Listeria monocytogenes are facultative intracellular bacterial pathogens that cause foodborne disease in humans. The bacteria can use the surface protein InlA to invade intestinal epithelial cells or transcytose across M cells in the gut, but it is not well understood how the bacteria traffic from the underlying lamina propria to the draining mesenteric lymph nodes (MLN). Previous studies indicated that L. monocytogenes associated with both monocytes and dendritic cells in the intestinal lamina propria. We show here that CCR2^-/- mice had a significant reduction in Ly6C^hi monocytes in the MLN but no change in bacterial burden following foodborne infection; thus, dissemination of L. monocytogenes associated with monocytes is not required for colonization of the MLN. To block CCR7-mediated trafficking of dendritic cells from the lamina propria, we treated mice with anti-VEGFR3 antibody (clone AFL4) prior to and during infection but did not see a change in dendritic numbers in the MLN as had been previously reported with other anti-VEGFR3-specific antibodies.

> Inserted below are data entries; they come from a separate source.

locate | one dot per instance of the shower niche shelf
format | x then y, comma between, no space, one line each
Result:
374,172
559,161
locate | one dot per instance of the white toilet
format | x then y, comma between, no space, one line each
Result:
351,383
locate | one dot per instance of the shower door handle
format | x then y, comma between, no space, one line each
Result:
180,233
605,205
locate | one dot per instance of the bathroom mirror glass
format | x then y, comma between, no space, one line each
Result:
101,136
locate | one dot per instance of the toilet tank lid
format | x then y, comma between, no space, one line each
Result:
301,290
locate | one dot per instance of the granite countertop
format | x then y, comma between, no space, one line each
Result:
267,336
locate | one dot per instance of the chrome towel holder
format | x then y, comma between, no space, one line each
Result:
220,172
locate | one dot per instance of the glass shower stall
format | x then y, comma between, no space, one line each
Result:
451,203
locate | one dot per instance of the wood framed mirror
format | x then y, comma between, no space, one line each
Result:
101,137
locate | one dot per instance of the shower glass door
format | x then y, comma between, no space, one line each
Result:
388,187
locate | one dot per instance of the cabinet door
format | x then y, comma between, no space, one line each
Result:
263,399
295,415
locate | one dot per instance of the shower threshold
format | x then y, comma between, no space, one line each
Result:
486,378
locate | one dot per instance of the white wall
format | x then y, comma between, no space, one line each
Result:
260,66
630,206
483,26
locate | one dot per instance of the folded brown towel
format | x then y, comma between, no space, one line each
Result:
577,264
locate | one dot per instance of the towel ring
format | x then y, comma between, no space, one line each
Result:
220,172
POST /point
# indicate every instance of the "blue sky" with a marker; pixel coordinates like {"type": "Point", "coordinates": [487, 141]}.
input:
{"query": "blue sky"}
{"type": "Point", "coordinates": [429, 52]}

However, increasing the number of circulating dendritic cells by treating mice with rFlt3L resulted in a significant increase in L. monocytogenes in the lymph nodes that drain the small intestine and the spleen. Whole-mount fluorescent microscopy of lymphatic vessels following ligated loop infection revealed both free-floating L. monocytogenes and cell-associated bacteria within lymphatic vessels. Together, these results suggest that L. monocytogenes can use multiple, redundant mechanisms to disseminate from the gut tissue to the MLN.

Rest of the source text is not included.